Sep 30 2024 01:13 AM
Hi everyone,
I am trying to find a way to disable our users ability to release files from quarantine in 'protection history'. For example, if a user downloads a malware or creates an EICAR file, it gets quarantined by Defender. From here, the user has the ability to release the file from 'Protection History'.
I am trying to remove this ability.
My idea was to remove the whole page through GPO, or maybe find a registry key that enables/disables this view but havent found anything.
We already hide the virus threat protection UI. However, the protection history is still accessible to users.
Oct 07 2024 01:41 AM
Solution
Unfortuntately, it's not possible to just remove the "Protection History" menu.

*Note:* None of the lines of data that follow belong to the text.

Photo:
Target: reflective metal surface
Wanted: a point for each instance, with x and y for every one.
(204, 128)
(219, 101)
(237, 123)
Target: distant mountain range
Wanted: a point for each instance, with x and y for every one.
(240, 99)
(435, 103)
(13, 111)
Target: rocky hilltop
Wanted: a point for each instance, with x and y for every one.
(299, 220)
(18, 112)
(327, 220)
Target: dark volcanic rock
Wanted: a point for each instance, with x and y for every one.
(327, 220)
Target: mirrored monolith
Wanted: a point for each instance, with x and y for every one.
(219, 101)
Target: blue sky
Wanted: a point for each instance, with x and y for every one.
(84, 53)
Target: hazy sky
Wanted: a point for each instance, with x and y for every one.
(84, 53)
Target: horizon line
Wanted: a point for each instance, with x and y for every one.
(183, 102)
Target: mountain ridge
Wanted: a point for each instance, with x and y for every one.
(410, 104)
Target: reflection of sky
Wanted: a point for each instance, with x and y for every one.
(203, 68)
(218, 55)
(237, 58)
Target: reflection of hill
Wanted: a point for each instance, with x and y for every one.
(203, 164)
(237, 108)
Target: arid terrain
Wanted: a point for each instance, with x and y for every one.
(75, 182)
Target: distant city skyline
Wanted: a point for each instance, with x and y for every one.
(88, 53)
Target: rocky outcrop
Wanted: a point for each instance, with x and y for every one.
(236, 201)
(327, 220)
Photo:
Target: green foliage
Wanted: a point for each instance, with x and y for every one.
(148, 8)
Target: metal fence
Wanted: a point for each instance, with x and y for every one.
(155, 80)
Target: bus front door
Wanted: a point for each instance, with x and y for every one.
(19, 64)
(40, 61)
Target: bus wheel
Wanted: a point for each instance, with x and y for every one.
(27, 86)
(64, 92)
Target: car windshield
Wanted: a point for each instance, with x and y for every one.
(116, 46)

It is possible though to completely disable the Windows Security Center by disabling all tiles (Account Protection, Device Security, Family UI, ...).
The user will then see the following notification when opening the Security Center.
If the user is a local admin they will still be able to retrieve a file from quarantine via mpcmdrun though.
Oct 09 2024 10:47 PM
Oct 10 2024 11:44 PM
Check out the polices under "Computer Configuration\Administrative Templates\Windows Components\Windows Security"
You will have to enable every setting under Windows Security that starts with "Hide ...", e.g. "Hide the Account protection area" under "Account protection"
Yes, this will also hide/disable the Security Center for local admins.
Oct 07 2024 01:41 AM
Solution
Unfortuntately, it's not possible to just remove the "Protection History" menu.
It is possible though to completely disable the Windows Security Center by disabling all tiles (Account Protection, Device Security, Family UI, ...).
The user will then see the following notification when opening the Security Center.
If the user is a local admin they will still be able to retrieve a file from quarantine via mpcmdrun though.